As promised, not long after sunset, Youssef turns up, climbs into Emma and we tootle off to his home in a little town by the side of an oasis. When we arrive, the whole family is crowding onto the street to welcome us, mother, sisters, cousins, and many children.
Over the last years, Youssef has built a big house for his near and extended family. It’s by no means finished, but they have already moved in. Maybe they have another house in the village, we don’t know, but for tonight they are all here, including his ailing father who is recovering from a recent eye operation.
The house has electricity, many rooms, several storeys high, a television, a washing machine and a basic kitchen, but apart from that, there is a distinct feeling that this family has only just moved in, or possibly it’s their first house ever. It is literally still a concrete shell with holes for windows, no heating and hardly any doors and yet, the family is happy and very proud to show us all the nooks and crannies. So what I don’t understand, there are at least twelve people in this family and we get shown the whole house. In one room, I see two suitcases, but apart from that, there is no evidence of where people keep their clothes – no cupboards or shelves. Ditto in the kitchen, no tables or chairs and very few cooking utensils. The work is done on the ground, maybe a tarpaulin is spread out and this is where vegetables get peeled and food prepared.
It’s one thing to get one’s head around how little people need here to make their lives work, but there is another thing that I fail to understand: When you go to the souqs, there are many, many stalls offering stuff. You can get everything there – clothes, toys, kitchen utensils, carpets, food, furniture etc etc. But who buys all this, and where do they put it??? Every time we get invited to a house, we are struck by the sparseness. Even in families where we think it’s not out of necessity but out of choice.
We spend a lovely evening with the family, making paper boats, planes and birds, talking to Youssef’s lovely parents and partaking in a delicious couscous. Youssef’s mother takes my hand and won’t let go. She shows me all the women’s parts of the house – the kitchen, the washing machine, the haya – a window, from where she can watch the road without being seen (this is a deliberate architectural design quite common to houses here, so never think there’s no-one watching you!). At some point, I get whisked out onto the road – all the women of the neighbourhood and a whole lot of children meet outside someone’s house to share a very large tagine of couscous. This is the custom in this village, and families take turns to provide the tagine. I get pulled into the fray and Youssef’s sisters and sister-in law reach over the kids heads to grab a handful of couscous and vegetables, deftly rolling the food into a ball and passing it to me. I don’t know how many hands have been in that Tagine and where they’ve been before but there is no way I can refuse this offer of female solidarity, and besides, the food is delicious. I wash it down with a swig of water from the one metal cup offered to me, a cup that all 15 women and 30 children, use. Ah, what the heck, I drink it down gratefully. This is about being invited to be part of what’s going on. It’s an honour to be here and to be treated as one of them.
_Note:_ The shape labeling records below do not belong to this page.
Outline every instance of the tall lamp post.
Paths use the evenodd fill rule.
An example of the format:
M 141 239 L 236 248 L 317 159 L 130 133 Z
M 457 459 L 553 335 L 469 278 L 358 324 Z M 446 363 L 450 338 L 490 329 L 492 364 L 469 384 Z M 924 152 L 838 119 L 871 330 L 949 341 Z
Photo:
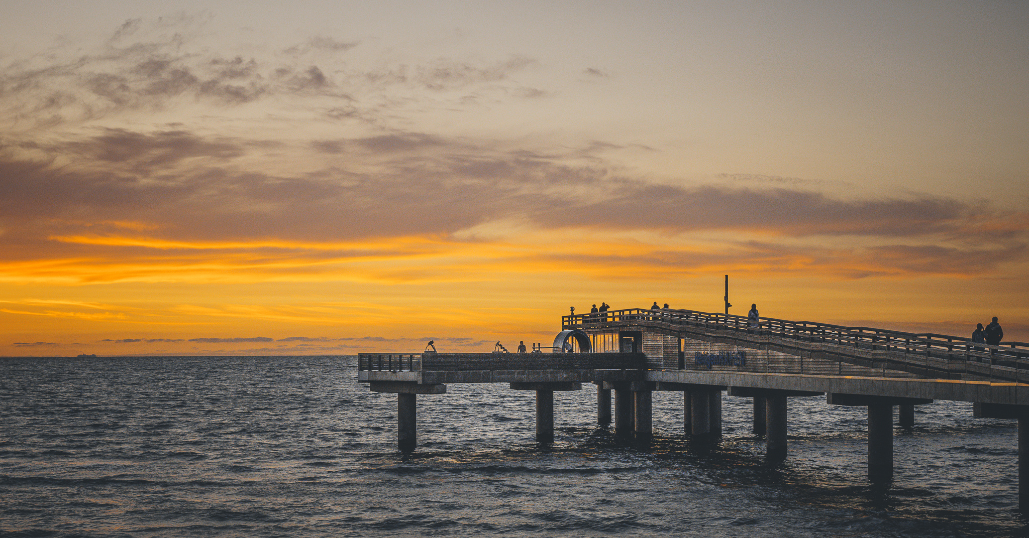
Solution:
M 728 318 L 729 308 L 733 306 L 729 302 L 729 275 L 725 275 L 725 296 L 723 298 L 725 299 L 725 317 Z

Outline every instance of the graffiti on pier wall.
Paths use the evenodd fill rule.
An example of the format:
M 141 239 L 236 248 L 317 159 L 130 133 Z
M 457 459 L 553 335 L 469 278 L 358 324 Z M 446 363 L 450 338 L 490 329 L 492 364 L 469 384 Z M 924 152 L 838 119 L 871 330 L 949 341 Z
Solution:
M 747 352 L 745 351 L 719 351 L 715 353 L 696 352 L 694 353 L 694 363 L 702 366 L 746 366 Z

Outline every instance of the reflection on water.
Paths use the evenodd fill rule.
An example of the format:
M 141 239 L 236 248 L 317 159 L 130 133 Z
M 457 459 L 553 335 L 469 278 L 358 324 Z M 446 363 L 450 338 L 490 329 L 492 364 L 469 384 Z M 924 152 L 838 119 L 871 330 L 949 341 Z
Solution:
M 789 457 L 764 463 L 750 400 L 724 436 L 682 435 L 654 393 L 655 437 L 595 422 L 592 386 L 452 385 L 419 396 L 419 449 L 396 452 L 396 397 L 344 357 L 0 359 L 0 532 L 13 536 L 1010 536 L 1014 422 L 967 403 L 897 429 L 892 483 L 865 478 L 863 408 L 790 398 Z

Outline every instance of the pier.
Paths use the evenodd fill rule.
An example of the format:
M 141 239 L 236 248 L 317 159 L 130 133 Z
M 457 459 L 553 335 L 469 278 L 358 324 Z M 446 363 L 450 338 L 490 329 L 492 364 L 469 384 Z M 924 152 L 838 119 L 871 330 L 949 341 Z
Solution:
M 1029 509 L 1029 344 L 687 310 L 627 309 L 562 318 L 552 353 L 361 354 L 358 381 L 397 394 L 397 440 L 417 445 L 417 395 L 456 383 L 506 383 L 535 391 L 536 439 L 554 440 L 554 391 L 597 390 L 597 423 L 646 441 L 652 391 L 682 392 L 683 429 L 721 435 L 722 398 L 753 401 L 753 431 L 770 463 L 788 458 L 789 398 L 825 396 L 867 409 L 867 472 L 893 476 L 893 417 L 914 425 L 916 405 L 973 402 L 979 418 L 1018 421 L 1019 503 Z M 554 353 L 557 352 L 557 353 Z M 612 398 L 613 396 L 613 398 Z M 613 405 L 613 417 L 611 408 Z

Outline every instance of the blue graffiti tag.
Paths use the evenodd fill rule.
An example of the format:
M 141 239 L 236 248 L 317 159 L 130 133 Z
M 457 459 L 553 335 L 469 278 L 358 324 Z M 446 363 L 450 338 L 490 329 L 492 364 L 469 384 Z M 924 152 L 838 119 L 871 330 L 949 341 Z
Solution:
M 717 353 L 702 353 L 698 351 L 694 354 L 694 361 L 697 364 L 707 366 L 708 369 L 711 369 L 711 366 L 746 366 L 747 352 L 719 351 Z

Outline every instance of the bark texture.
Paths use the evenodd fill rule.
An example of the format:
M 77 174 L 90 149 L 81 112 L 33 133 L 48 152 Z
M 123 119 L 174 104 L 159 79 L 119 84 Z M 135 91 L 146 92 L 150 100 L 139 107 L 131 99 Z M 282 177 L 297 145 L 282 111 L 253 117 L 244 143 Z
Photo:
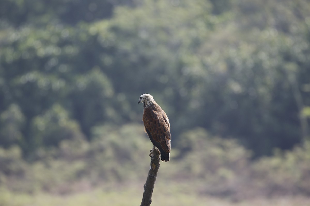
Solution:
M 159 169 L 159 151 L 155 147 L 151 150 L 151 164 L 146 182 L 143 186 L 143 196 L 140 206 L 149 206 L 152 202 L 152 195 L 154 189 L 157 172 Z

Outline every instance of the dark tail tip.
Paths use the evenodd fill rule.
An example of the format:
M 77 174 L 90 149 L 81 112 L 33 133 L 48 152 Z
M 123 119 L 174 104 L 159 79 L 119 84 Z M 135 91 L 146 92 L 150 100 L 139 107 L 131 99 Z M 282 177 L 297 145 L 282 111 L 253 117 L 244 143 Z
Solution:
M 160 154 L 160 158 L 162 159 L 162 161 L 163 162 L 165 161 L 166 162 L 167 161 L 170 160 L 170 154 L 169 153 L 165 153 L 163 152 L 161 152 Z

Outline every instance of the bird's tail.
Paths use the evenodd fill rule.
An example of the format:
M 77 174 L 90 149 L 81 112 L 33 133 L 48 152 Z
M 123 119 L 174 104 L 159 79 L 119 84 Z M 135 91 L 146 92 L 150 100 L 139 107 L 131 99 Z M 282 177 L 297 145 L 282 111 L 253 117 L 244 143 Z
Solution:
M 161 151 L 160 158 L 163 162 L 165 161 L 167 162 L 170 160 L 170 153 L 165 153 L 163 151 Z

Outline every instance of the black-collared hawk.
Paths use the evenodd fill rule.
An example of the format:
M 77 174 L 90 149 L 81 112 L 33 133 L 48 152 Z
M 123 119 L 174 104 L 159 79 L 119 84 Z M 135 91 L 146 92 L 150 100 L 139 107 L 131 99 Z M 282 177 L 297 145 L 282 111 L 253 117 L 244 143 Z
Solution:
M 170 124 L 167 115 L 148 94 L 140 97 L 139 103 L 143 103 L 144 131 L 154 146 L 160 151 L 162 161 L 169 161 L 171 146 Z

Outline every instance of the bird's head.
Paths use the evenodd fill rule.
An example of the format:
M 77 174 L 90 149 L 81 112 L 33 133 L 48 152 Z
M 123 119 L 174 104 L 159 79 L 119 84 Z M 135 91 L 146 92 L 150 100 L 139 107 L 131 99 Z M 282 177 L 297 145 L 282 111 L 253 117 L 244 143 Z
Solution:
M 147 107 L 155 101 L 153 96 L 148 94 L 144 94 L 140 96 L 138 103 L 140 104 L 142 102 L 145 107 Z

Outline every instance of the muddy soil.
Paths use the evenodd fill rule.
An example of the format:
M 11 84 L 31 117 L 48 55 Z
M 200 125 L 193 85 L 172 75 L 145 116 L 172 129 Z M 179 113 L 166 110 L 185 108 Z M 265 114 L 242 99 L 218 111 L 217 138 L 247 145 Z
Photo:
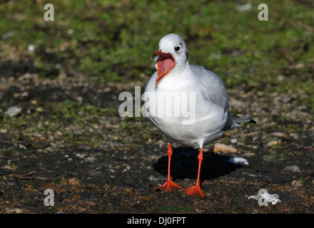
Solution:
M 0 213 L 314 212 L 313 113 L 300 105 L 298 98 L 265 94 L 245 85 L 228 88 L 231 113 L 239 114 L 240 110 L 241 115 L 251 116 L 257 124 L 226 132 L 219 141 L 236 148 L 236 153 L 215 153 L 213 144 L 204 148 L 203 199 L 180 190 L 154 191 L 166 178 L 163 136 L 147 119 L 139 123 L 132 118 L 127 121 L 131 126 L 146 126 L 143 130 L 151 135 L 148 140 L 133 140 L 138 133 L 126 136 L 125 128 L 119 128 L 119 122 L 125 118 L 118 113 L 118 94 L 123 90 L 133 93 L 134 86 L 142 86 L 143 92 L 146 81 L 122 86 L 81 83 L 76 78 L 66 81 L 39 79 L 36 83 L 18 77 L 4 80 L 1 102 L 21 107 L 20 115 L 30 115 L 38 104 L 77 101 L 78 97 L 83 103 L 111 107 L 116 113 L 99 116 L 106 121 L 96 128 L 100 130 L 95 133 L 95 138 L 97 134 L 108 138 L 103 142 L 97 140 L 97 145 L 79 140 L 71 143 L 63 140 L 66 134 L 51 137 L 51 133 L 45 134 L 44 130 L 25 135 L 23 126 L 18 132 L 1 129 Z M 71 87 L 65 88 L 61 84 Z M 39 112 L 39 116 L 49 119 L 50 112 Z M 126 137 L 128 141 L 122 138 Z M 175 144 L 173 148 L 173 180 L 183 187 L 191 187 L 196 180 L 198 151 Z M 245 159 L 248 165 L 228 161 L 233 157 Z M 47 189 L 54 191 L 53 206 L 44 204 Z M 278 195 L 280 202 L 260 206 L 258 200 L 249 198 L 261 189 Z

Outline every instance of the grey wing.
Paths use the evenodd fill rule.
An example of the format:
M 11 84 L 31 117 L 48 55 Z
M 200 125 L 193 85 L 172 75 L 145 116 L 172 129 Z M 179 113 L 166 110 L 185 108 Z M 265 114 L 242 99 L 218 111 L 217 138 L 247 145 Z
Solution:
M 203 67 L 193 66 L 192 69 L 198 76 L 201 89 L 205 98 L 216 105 L 223 107 L 225 113 L 229 110 L 229 101 L 223 81 L 216 73 Z

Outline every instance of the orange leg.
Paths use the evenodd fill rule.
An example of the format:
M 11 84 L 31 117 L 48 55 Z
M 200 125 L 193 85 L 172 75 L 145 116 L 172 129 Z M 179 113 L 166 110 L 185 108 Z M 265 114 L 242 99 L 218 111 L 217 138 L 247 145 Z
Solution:
M 196 195 L 204 198 L 205 195 L 203 193 L 202 190 L 201 190 L 201 185 L 200 185 L 201 166 L 202 165 L 202 161 L 203 161 L 203 148 L 200 149 L 200 152 L 198 154 L 198 179 L 196 180 L 196 184 L 193 187 L 184 189 L 182 190 L 186 192 L 186 194 L 188 195 Z
M 157 190 L 158 189 L 163 189 L 166 191 L 171 192 L 172 190 L 176 190 L 178 188 L 182 188 L 182 187 L 176 185 L 171 180 L 172 177 L 170 175 L 170 166 L 171 166 L 171 155 L 172 155 L 172 148 L 171 148 L 171 144 L 168 143 L 168 177 L 166 182 L 158 187 L 154 189 L 154 190 Z

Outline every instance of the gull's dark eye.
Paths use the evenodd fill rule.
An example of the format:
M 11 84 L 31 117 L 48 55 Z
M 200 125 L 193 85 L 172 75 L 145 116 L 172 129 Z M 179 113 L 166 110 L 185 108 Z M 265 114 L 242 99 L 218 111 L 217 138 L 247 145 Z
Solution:
M 174 51 L 176 52 L 180 52 L 181 51 L 181 46 L 180 45 L 178 45 L 176 48 L 174 48 Z

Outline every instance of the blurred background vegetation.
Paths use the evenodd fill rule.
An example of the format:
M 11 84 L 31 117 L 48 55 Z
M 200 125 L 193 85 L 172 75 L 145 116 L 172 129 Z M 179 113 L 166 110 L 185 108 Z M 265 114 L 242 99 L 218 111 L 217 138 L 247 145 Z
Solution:
M 54 21 L 44 19 L 47 3 Z M 258 19 L 262 3 L 268 21 Z M 176 33 L 190 63 L 216 72 L 228 87 L 297 94 L 314 109 L 311 0 L 12 0 L 0 1 L 0 77 L 146 81 L 160 38 Z

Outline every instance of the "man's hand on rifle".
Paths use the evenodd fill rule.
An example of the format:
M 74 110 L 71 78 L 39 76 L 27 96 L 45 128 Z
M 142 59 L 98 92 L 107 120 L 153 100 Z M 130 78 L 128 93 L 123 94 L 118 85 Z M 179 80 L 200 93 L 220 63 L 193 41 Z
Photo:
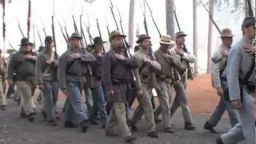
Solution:
M 49 65 L 50 65 L 50 64 L 53 63 L 53 61 L 52 61 L 51 59 L 48 59 L 48 60 L 46 61 L 46 63 L 49 64 Z
M 235 100 L 235 101 L 232 101 L 231 102 L 231 105 L 234 109 L 240 110 L 240 109 L 242 108 L 242 102 L 241 102 L 241 101 L 239 99 L 238 100 Z
M 12 79 L 8 79 L 8 84 L 10 86 L 14 86 L 14 81 Z
M 123 56 L 122 54 L 115 54 L 114 55 L 115 55 L 115 58 L 116 58 L 117 59 L 119 59 L 119 60 L 121 60 L 121 61 L 123 61 L 123 60 L 126 59 L 126 57 Z
M 217 88 L 217 94 L 222 97 L 224 95 L 223 90 L 221 87 Z
M 32 59 L 32 60 L 36 60 L 37 57 L 34 55 L 26 55 L 26 59 Z
M 44 84 L 42 84 L 42 83 L 41 83 L 41 84 L 39 84 L 38 85 L 38 89 L 40 89 L 40 90 L 45 90 L 45 86 L 44 86 Z
M 244 51 L 249 53 L 250 54 L 254 54 L 256 53 L 256 46 L 246 45 L 243 48 Z
M 74 59 L 80 58 L 82 57 L 82 54 L 80 53 L 74 53 L 70 54 L 70 58 Z
M 142 94 L 143 94 L 142 90 L 138 90 L 137 91 L 137 94 L 138 94 L 138 96 L 142 96 Z

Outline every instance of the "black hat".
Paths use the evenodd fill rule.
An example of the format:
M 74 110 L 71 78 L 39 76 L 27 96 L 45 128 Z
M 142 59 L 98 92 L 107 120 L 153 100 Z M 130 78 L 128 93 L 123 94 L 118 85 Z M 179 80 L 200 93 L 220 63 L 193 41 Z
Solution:
M 94 45 L 93 46 L 96 45 L 102 45 L 103 43 L 106 43 L 106 41 L 102 41 L 102 38 L 101 37 L 95 37 L 94 39 Z
M 116 37 L 122 37 L 123 38 L 125 38 L 126 37 L 126 35 L 123 35 L 120 33 L 120 31 L 118 30 L 114 30 L 110 33 L 110 41 Z
M 33 46 L 33 43 L 30 42 L 29 38 L 24 38 L 21 40 L 21 44 L 19 46 L 24 46 L 26 45 Z
M 255 24 L 256 24 L 255 17 L 247 17 L 247 18 L 245 18 L 245 19 L 243 20 L 242 24 L 242 28 L 249 27 L 250 26 L 252 26 L 252 25 L 255 26 Z
M 138 40 L 136 41 L 136 43 L 140 43 L 144 39 L 150 39 L 150 37 L 146 34 L 141 34 L 138 36 Z
M 45 49 L 44 46 L 40 46 L 39 48 L 38 48 L 38 51 L 40 53 L 40 52 L 42 52 L 44 49 Z
M 70 39 L 74 39 L 74 38 L 82 39 L 82 37 L 77 33 L 73 33 Z
M 179 32 L 177 32 L 176 34 L 175 34 L 175 38 L 177 39 L 177 38 L 178 38 L 179 37 L 181 37 L 181 36 L 187 36 L 187 34 L 185 34 L 184 33 L 184 31 L 179 31 Z
M 46 36 L 45 38 L 45 42 L 54 42 L 54 39 L 51 36 Z

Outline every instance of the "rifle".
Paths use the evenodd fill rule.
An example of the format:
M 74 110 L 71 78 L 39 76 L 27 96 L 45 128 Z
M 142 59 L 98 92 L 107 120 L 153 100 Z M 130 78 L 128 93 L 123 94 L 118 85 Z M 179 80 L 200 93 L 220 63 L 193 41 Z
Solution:
M 113 11 L 113 3 L 111 2 L 111 0 L 110 0 L 110 2 L 111 2 L 111 6 L 112 7 L 110 7 L 111 9 L 111 12 L 112 12 L 112 15 L 113 15 L 113 18 L 114 18 L 114 20 L 115 21 L 115 23 L 116 23 L 116 26 L 117 26 L 117 29 L 118 28 L 118 23 L 116 22 L 116 19 L 115 19 L 115 16 L 114 16 L 114 11 Z M 119 13 L 119 17 L 120 17 L 120 26 L 121 26 L 121 30 L 122 30 L 122 34 L 124 34 L 124 31 L 123 31 L 123 28 L 122 28 L 122 17 L 121 17 L 121 14 L 120 14 L 120 11 L 118 12 Z M 118 30 L 119 29 L 118 29 Z M 123 38 L 123 42 L 124 42 L 124 52 L 125 52 L 125 54 L 126 55 L 127 58 L 131 58 L 131 54 L 130 53 L 130 50 L 129 50 L 129 44 L 126 41 L 126 38 Z M 134 82 L 137 81 L 137 78 L 136 78 L 136 76 L 135 76 L 135 72 L 134 70 L 131 70 L 131 74 L 132 74 L 132 77 L 133 77 L 133 80 Z
M 25 37 L 25 34 L 24 34 L 24 33 L 23 33 L 23 31 L 22 31 L 22 30 L 21 23 L 19 22 L 19 21 L 18 21 L 18 19 L 17 18 L 16 18 L 16 20 L 17 20 L 17 22 L 18 22 L 18 27 L 19 31 L 21 32 L 22 37 L 23 37 L 23 38 L 26 38 L 26 37 Z
M 117 19 L 115 18 L 115 16 L 114 16 L 114 6 L 113 6 L 113 2 L 111 0 L 110 1 L 110 11 L 111 11 L 111 14 L 112 14 L 112 16 L 113 16 L 113 18 L 114 18 L 114 22 L 115 23 L 115 26 L 117 26 L 117 30 L 119 30 L 119 27 L 118 27 L 118 22 L 117 22 Z
M 215 28 L 217 29 L 218 32 L 219 34 L 221 34 L 221 29 L 218 26 L 216 22 L 214 20 L 213 15 L 210 13 L 209 10 L 207 9 L 207 7 L 206 6 L 205 4 L 203 4 L 203 2 L 202 1 L 199 1 L 199 2 L 202 5 L 202 6 L 204 7 L 204 9 L 208 12 L 209 14 L 209 18 L 210 18 L 211 22 L 213 22 L 213 24 L 214 25 Z M 176 11 L 176 10 L 174 10 Z M 174 13 L 174 14 L 176 14 L 176 12 Z M 176 16 L 175 16 L 176 18 Z
M 39 33 L 39 30 L 38 30 L 38 27 L 37 25 L 35 25 L 36 28 L 37 28 L 37 30 L 38 30 L 38 38 L 39 38 L 39 40 L 40 40 L 40 43 L 41 43 L 41 46 L 43 46 L 42 44 L 42 38 L 41 38 L 41 35 L 40 35 L 40 33 Z
M 64 17 L 63 17 L 63 22 L 64 22 L 64 30 L 65 30 L 65 33 L 66 33 L 66 38 L 67 39 L 70 39 L 70 36 L 69 36 L 69 33 L 67 32 L 67 30 L 66 30 L 66 23 Z
M 86 25 L 86 22 L 84 22 L 84 24 L 86 25 L 86 31 L 88 33 L 88 35 L 89 35 L 89 40 L 90 42 L 90 43 L 94 43 L 93 41 L 94 41 L 94 38 L 90 34 L 90 21 L 89 21 L 89 15 L 88 15 L 88 13 L 86 13 L 86 15 L 87 15 L 87 22 L 88 22 L 88 26 Z
M 80 28 L 81 28 L 81 35 L 85 41 L 85 44 L 87 46 L 87 41 L 86 41 L 85 33 L 84 33 L 83 28 L 82 28 L 82 14 L 80 15 Z
M 97 24 L 97 28 L 98 28 L 98 34 L 99 34 L 99 36 L 101 37 L 101 38 L 102 39 L 102 32 L 101 32 L 101 29 L 100 29 L 100 27 L 99 27 L 99 24 L 98 24 L 98 19 L 96 19 L 96 24 Z M 104 46 L 103 46 L 103 52 L 105 53 Z
M 33 25 L 33 40 L 34 40 L 34 48 L 36 49 L 36 45 L 35 45 L 35 34 L 34 34 L 34 25 Z
M 152 10 L 151 10 L 149 3 L 147 2 L 147 0 L 144 0 L 144 2 L 146 4 L 146 6 L 147 6 L 147 7 L 148 7 L 148 9 L 149 9 L 149 10 L 150 10 L 150 17 L 151 17 L 151 19 L 152 19 L 152 21 L 153 21 L 153 23 L 154 23 L 155 28 L 157 29 L 157 30 L 158 30 L 158 32 L 159 38 L 161 38 L 160 30 L 159 30 L 159 28 L 158 28 L 158 25 L 157 25 L 157 23 L 156 23 L 156 22 L 155 22 L 155 20 L 154 20 L 154 17 L 153 17 L 153 11 L 152 11 Z M 145 3 L 144 3 L 144 5 L 145 5 Z
M 41 23 L 42 23 L 42 31 L 45 34 L 45 36 L 46 37 L 47 34 L 46 34 L 46 31 L 45 24 L 43 23 L 43 21 L 42 21 L 42 18 L 40 18 L 40 20 L 41 20 Z
M 57 19 L 57 22 L 58 23 L 59 27 L 61 28 L 61 32 L 62 32 L 62 36 L 63 36 L 63 38 L 65 39 L 66 43 L 68 43 L 68 40 L 66 38 L 66 35 L 65 35 L 64 31 L 63 31 L 63 27 L 62 27 L 61 22 L 58 21 L 58 19 Z
M 174 4 L 174 6 L 175 6 L 175 4 Z M 176 6 L 175 6 L 176 7 Z M 176 9 L 176 8 L 175 8 Z M 176 23 L 177 23 L 177 26 L 178 26 L 178 30 L 179 31 L 181 31 L 181 27 L 180 27 L 180 26 L 179 26 L 179 22 L 178 22 L 178 17 L 177 17 L 177 14 L 176 14 L 176 10 L 174 9 L 174 16 L 175 16 L 175 20 L 176 20 Z M 184 50 L 184 52 L 186 52 L 186 53 L 189 53 L 189 51 L 187 50 L 187 49 L 186 49 L 186 45 L 185 45 L 185 43 L 183 44 L 183 50 Z M 194 79 L 194 76 L 193 76 L 193 73 L 192 73 L 192 70 L 191 70 L 191 67 L 190 67 L 190 62 L 186 62 L 186 65 L 187 65 L 187 78 L 189 78 L 189 79 L 191 79 L 191 80 L 193 80 Z M 175 74 L 175 74 L 175 71 L 174 71 L 174 75 Z M 178 78 L 178 79 L 180 79 L 180 78 L 177 78 L 176 77 L 176 78 Z
M 72 15 L 72 19 L 73 19 L 73 23 L 74 23 L 74 32 L 78 34 L 78 26 L 77 26 L 77 23 L 75 22 L 74 15 Z

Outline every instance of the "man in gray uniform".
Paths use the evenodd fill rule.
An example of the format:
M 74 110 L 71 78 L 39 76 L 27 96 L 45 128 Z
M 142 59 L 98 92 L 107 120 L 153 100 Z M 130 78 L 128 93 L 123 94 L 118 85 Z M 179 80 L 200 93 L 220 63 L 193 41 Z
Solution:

To complete the natural Morrocan inoculation programme, we also hug and play catch with the delightful children of the house, ignoring their hacking coughs and snotty noses.
Eventually, the family is ready to eat. A delicious couscous is served to us and the men of the house. The women are nowhere to be seen, apparently they eat or have already eaten elsewhere, and the children are told to sit by the wall and wait. Once we have finished, the dish is taken elsewhere, some more food added and it’s the children’s turn to eat. We are a bit surprised that not everyone gathers and eats together, but this is the way things are done in this house. Youssef has the main say here, and he walks around arranging everything, telling his family members what to do, when and where. His mother looks at him proudly – like so many older Berber women we meet, she has a happy, content look on her face and she obviously loves having all her family around her. She is a hard worker and she sees everything. It seems like she is able to comment freely on everything too. Looking into her eyes, I feel a thick stream of love and again and again, she takes me into her arms and hugs and kisses me, smiling and showering me with words I don’t understand.
Its quite intense, the way we re looked after in this house, so by about 10pm, we are happy to ‘escape’ to our van. The next morning we’re up early and ready to go before most of the family are awake. We slip into the house where all except the mother are still asleep. We bid a wordless but emotional good bye. Her eyes are brimming with love and she gives us big hugs and kisses.
The village is just awakening. We pass by children on their way to school, waving and smiling at us, and men and women using palm brooms to sweep the front of their houses. Everything looks fresh and tidy in the morning sun. We cross the river and turn right, back up the road to Tazzarine and off westwards from there.